To induce in vitro expansion, female mice were sacrificed 44–48 h after injection of pregnant mare serum gonadotropin, and COCs were isolated from the ovaries. Approximately 10 COCs were cultured under oil in a 20 μL drop of culture medium containing 1 mM 8-Br-cAMP and supplemented with 5% fetal calf serum for 15 h at 37°C in 5% CO_2. At the end of culture, in vitro expanded COCs were collected and stored as described above for in vivo expanded COCs.

Immobilization of COCs

COCs were thawed on ice for ∼1 h before they were transferred to a COC-capturing substrate. Visual inspection under the microscope revealed that the thawed in vivo expanded COCs were comparable in appearance to those freshly isolated from the oviduct. In particular, the spatial extension of the cumulus cell cloud was not visibly altered by the freeze-thaw cycle and remained virtually unchanged for several hours after thawing. The matrix did not dissociate and the mechanical response of the matrix to gentle stretching with a pair of tweezers also remained comparable, indicating that the freeze-thaw cycle did not affect the matrix morphology appreciably.

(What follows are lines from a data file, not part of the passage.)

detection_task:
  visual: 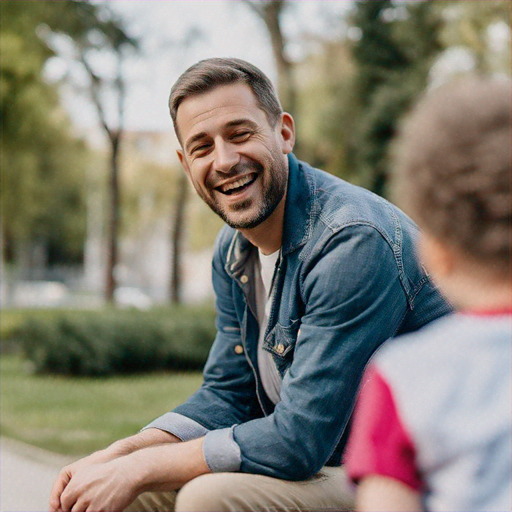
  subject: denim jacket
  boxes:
[146,155,451,480]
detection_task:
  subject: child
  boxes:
[346,77,512,512]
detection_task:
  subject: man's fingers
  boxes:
[50,469,71,512]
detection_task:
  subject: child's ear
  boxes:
[418,232,456,279]
[279,112,295,155]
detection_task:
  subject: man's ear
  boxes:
[279,112,295,155]
[176,149,190,177]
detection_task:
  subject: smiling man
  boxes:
[50,59,450,512]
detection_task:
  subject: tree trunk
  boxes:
[169,173,188,304]
[263,0,297,116]
[105,136,120,303]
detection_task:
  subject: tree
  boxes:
[43,0,138,302]
[0,0,87,276]
[242,0,297,115]
[434,0,512,74]
[349,0,442,195]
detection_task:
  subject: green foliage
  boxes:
[16,307,215,376]
[349,0,442,195]
[0,354,202,454]
[0,0,91,261]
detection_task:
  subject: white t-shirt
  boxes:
[255,249,282,404]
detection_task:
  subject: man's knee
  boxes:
[176,473,246,512]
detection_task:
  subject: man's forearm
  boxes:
[125,438,210,493]
[107,428,181,457]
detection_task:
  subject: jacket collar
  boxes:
[281,154,314,255]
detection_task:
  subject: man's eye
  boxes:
[191,144,209,155]
[231,132,251,140]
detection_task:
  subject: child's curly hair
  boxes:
[394,77,512,276]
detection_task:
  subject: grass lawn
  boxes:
[0,354,202,456]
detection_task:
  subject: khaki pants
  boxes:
[125,467,354,512]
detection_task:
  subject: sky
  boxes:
[47,0,351,135]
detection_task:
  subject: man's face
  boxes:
[177,83,294,229]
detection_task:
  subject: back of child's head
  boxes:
[394,76,512,277]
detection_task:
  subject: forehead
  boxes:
[176,83,267,143]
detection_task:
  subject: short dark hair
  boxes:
[394,76,512,275]
[169,58,283,137]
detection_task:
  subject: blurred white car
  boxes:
[114,286,153,309]
[12,281,69,308]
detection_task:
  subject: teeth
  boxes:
[222,175,252,192]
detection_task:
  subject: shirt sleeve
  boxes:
[345,365,423,491]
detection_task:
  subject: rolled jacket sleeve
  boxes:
[142,412,209,441]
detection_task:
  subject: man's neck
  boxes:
[239,194,286,254]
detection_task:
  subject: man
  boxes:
[50,59,450,512]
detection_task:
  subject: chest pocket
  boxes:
[263,320,300,376]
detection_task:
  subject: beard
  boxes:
[198,151,288,229]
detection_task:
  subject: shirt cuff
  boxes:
[142,412,209,441]
[203,427,242,473]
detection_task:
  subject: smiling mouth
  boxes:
[215,173,258,196]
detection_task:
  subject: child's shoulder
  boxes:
[373,313,512,382]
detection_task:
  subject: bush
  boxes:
[16,306,215,376]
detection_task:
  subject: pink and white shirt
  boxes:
[345,311,512,512]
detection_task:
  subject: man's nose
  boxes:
[214,142,240,173]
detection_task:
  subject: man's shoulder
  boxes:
[300,162,416,241]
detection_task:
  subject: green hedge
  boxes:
[12,306,215,376]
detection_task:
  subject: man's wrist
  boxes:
[106,428,180,457]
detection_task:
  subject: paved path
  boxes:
[0,438,74,512]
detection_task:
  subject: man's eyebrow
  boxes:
[185,117,258,152]
[185,132,208,152]
[226,118,258,129]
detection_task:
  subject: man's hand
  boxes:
[50,429,180,512]
[50,438,209,512]
[54,456,140,512]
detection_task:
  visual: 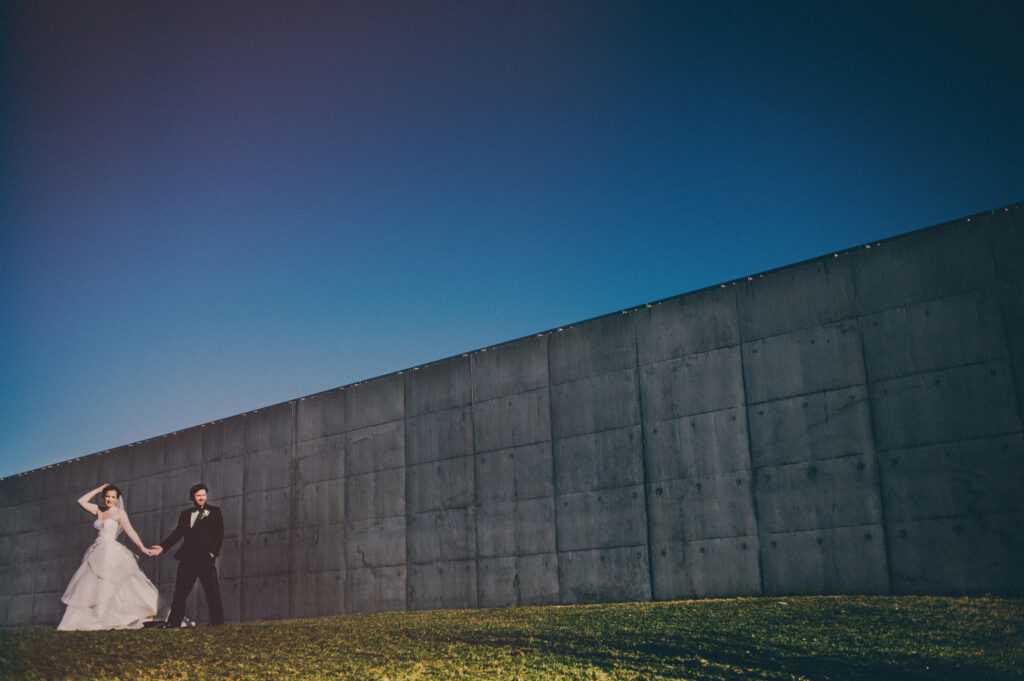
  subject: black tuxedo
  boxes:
[160,504,224,627]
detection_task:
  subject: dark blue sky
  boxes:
[0,0,1024,477]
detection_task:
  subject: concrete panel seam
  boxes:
[733,284,765,595]
[548,343,564,603]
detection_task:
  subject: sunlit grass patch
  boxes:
[0,596,1024,681]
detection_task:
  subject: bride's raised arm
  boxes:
[78,482,111,515]
[118,511,154,556]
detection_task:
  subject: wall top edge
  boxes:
[6,201,1024,480]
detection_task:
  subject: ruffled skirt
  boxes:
[57,539,166,631]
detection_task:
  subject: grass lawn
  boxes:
[0,596,1024,681]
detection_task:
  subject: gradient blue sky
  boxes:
[0,0,1024,477]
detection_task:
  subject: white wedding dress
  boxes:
[57,518,164,631]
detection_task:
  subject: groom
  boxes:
[153,482,224,629]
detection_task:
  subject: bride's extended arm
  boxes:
[78,482,111,515]
[118,511,153,556]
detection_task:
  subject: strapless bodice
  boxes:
[92,518,121,542]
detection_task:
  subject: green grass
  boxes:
[0,596,1024,681]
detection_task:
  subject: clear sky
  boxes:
[0,0,1024,477]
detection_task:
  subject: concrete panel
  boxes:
[0,560,36,596]
[548,312,637,386]
[406,407,473,464]
[216,537,242,581]
[644,408,751,481]
[129,510,167,551]
[289,570,345,618]
[755,456,882,535]
[240,488,291,537]
[216,578,242,624]
[157,466,201,511]
[0,473,41,506]
[987,204,1024,282]
[203,415,246,461]
[406,456,473,514]
[650,536,761,600]
[201,457,245,499]
[345,374,406,430]
[880,433,1024,522]
[290,525,345,573]
[240,574,290,622]
[406,508,476,564]
[473,389,551,452]
[517,552,561,605]
[749,385,874,468]
[862,291,1007,381]
[887,510,1024,595]
[647,472,757,545]
[558,545,650,604]
[345,468,406,520]
[476,501,518,558]
[296,388,349,442]
[164,427,203,471]
[126,437,167,481]
[32,553,67,600]
[245,401,296,452]
[404,355,473,418]
[345,515,406,569]
[32,591,65,629]
[476,498,555,557]
[292,478,345,528]
[407,560,476,610]
[292,435,345,483]
[743,321,865,405]
[474,442,555,504]
[126,468,164,517]
[345,565,406,613]
[854,220,995,314]
[345,421,406,475]
[10,532,37,561]
[242,530,291,578]
[0,504,17,536]
[476,555,520,607]
[870,361,1021,452]
[214,495,244,537]
[245,446,292,497]
[5,594,32,629]
[997,280,1024,355]
[636,286,739,366]
[761,525,889,595]
[555,485,647,552]
[640,346,743,422]
[470,335,549,402]
[14,499,53,533]
[551,369,640,438]
[736,254,857,341]
[551,426,643,495]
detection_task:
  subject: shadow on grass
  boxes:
[444,622,1022,681]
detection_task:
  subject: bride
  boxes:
[57,483,163,631]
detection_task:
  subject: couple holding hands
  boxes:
[57,483,224,631]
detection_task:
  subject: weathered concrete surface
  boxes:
[0,205,1024,628]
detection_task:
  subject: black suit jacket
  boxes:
[160,504,224,561]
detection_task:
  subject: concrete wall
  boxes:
[0,204,1024,628]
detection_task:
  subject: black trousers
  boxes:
[167,558,224,627]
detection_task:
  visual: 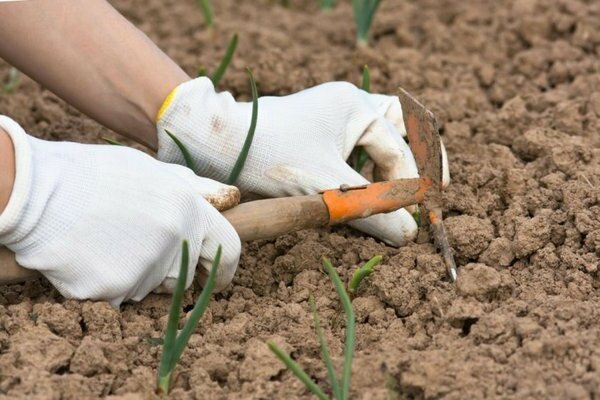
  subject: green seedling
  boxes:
[165,129,195,171]
[197,0,214,28]
[196,33,238,87]
[352,0,381,46]
[348,256,383,294]
[225,68,258,185]
[165,68,258,185]
[102,136,125,146]
[2,67,19,93]
[267,257,355,400]
[156,240,221,396]
[319,0,335,11]
[352,65,371,174]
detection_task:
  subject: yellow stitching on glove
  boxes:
[155,88,177,123]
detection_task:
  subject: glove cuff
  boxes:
[156,77,215,172]
[0,115,32,247]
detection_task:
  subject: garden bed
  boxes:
[0,0,600,399]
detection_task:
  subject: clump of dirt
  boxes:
[0,0,600,399]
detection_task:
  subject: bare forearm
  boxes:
[0,0,190,149]
[0,129,15,213]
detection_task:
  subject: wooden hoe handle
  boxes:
[0,178,431,284]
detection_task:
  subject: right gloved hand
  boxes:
[0,116,240,306]
[157,77,450,246]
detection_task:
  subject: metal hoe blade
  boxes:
[398,88,457,282]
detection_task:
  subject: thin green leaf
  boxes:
[267,342,329,400]
[361,64,371,92]
[2,67,19,93]
[308,293,342,399]
[348,256,383,293]
[102,136,125,146]
[412,210,421,226]
[323,257,356,399]
[211,33,238,87]
[196,67,207,78]
[171,245,222,369]
[354,64,371,173]
[165,129,196,171]
[319,0,335,11]
[225,68,258,185]
[197,0,214,28]
[158,240,190,394]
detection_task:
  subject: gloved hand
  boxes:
[157,77,450,246]
[0,116,240,306]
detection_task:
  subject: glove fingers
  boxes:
[166,164,240,211]
[357,117,419,180]
[198,210,241,292]
[372,94,450,187]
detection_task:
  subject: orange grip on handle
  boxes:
[323,178,433,225]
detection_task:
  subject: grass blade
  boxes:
[211,33,238,87]
[267,342,329,400]
[308,293,342,399]
[323,257,356,399]
[348,256,383,293]
[197,0,214,28]
[319,0,335,11]
[171,245,222,368]
[225,68,258,185]
[157,240,190,394]
[165,129,196,171]
[102,136,125,146]
[211,33,238,86]
[353,64,371,173]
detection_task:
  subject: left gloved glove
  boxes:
[157,77,450,246]
[0,116,241,306]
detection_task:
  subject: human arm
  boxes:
[0,0,190,150]
[0,116,240,306]
[0,128,15,214]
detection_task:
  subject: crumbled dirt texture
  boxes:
[0,0,600,399]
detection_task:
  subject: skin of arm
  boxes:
[0,129,15,214]
[0,0,190,150]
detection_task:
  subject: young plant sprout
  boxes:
[267,257,355,400]
[165,68,258,185]
[165,129,195,171]
[197,0,214,28]
[2,67,19,93]
[102,136,125,146]
[225,68,258,185]
[319,0,335,11]
[156,240,221,396]
[352,0,381,46]
[348,256,383,294]
[196,33,238,87]
[352,65,371,173]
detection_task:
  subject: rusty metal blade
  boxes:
[398,88,457,282]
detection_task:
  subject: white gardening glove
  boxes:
[0,116,240,306]
[157,77,449,246]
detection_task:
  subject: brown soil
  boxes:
[0,0,600,399]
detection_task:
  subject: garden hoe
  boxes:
[0,89,457,284]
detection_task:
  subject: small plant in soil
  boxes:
[267,257,355,400]
[156,240,221,396]
[352,0,381,46]
[351,65,371,173]
[165,68,258,185]
[319,0,335,11]
[197,0,214,28]
[2,67,19,93]
[196,33,238,87]
[348,256,383,294]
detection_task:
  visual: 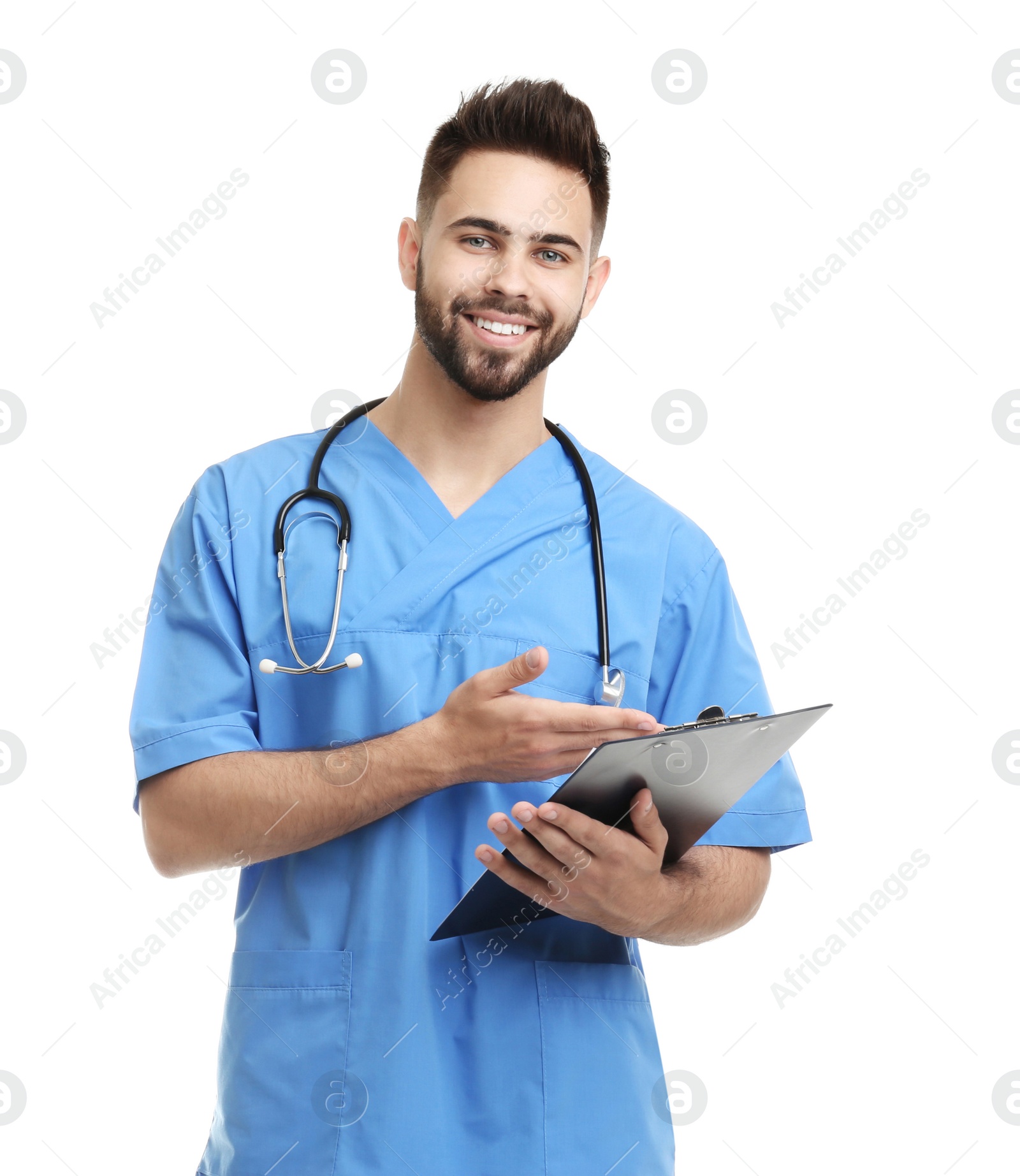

For transfer of COCs, 200 μL micropipette tips were modified to enlarge the aperture diameter to ensure COC uptake and release with minimal stress, and passivated with BSA to reduce COC adhesion. The tips were gently manipulated (with monitoring through a phase-contrast microscope) to facilitate isolation of individual oocytes with their cumulus matrix from the original multi-oocyte clusters and their subsequent immobilization at desired positions on the COC-capturing substrate. Care was taken to keep the COCs fully immersed in solution during the immobilization process, and 100 μL of a measurement solution was added after the COCs were immobilized. AFM measurements were performed at room temperature and typically lasted 2–5 h. The immobilized COCs were found to be stable during this time, i.e., the spatial arrangement of the oocyte and the cumulus cells did not change appreciably. Matrix deformation under gentle stretching with tweezers was qualitatively similar at room temperature and at 37°C, suggesting that the mechanical properties do not change appreciably over this temperature range.

Force measurements by colloidal-probe AFM

AFM measurements were performed with a NanoWizard II (JPK Instruments, Berlin, Germany) installed on an optical microscope (Axio Observer; Zeiss). The AFM was equipped with a CellHesion module providing a z-piezo actuation range of 100 μm. The approach speed was 20 μm/s unless stated otherwise. Before each measurement, the cantilever sensitivity was determined from the hard-wall-contact regime of force curves obtained on a cleaned and BSA-passivated glass coverslip in sample preparation buffer. COC-capturing substrates bearing COCs were then mounted and probed in the measurement solution. Reference force curves were acquired at locations devoid of COCs to define the z location of the substrate and to test for contaminants on the colloidal probe. Only probes that showed minimal interactions (i.e., <1 μm interaction range) before hard-wall contact were used for further analysis. Force curves on the COC were acquired at desired positions, with a lateral resolution of a few micrometers (determined by the accuracy of the microscope’s manual xy translation stage) and an accuracy in the distance from the glass substrate of ∼10 μm (determined from the repeatability in z positioning by the stepper motor of the AFM head). At least three force curves were collected per position.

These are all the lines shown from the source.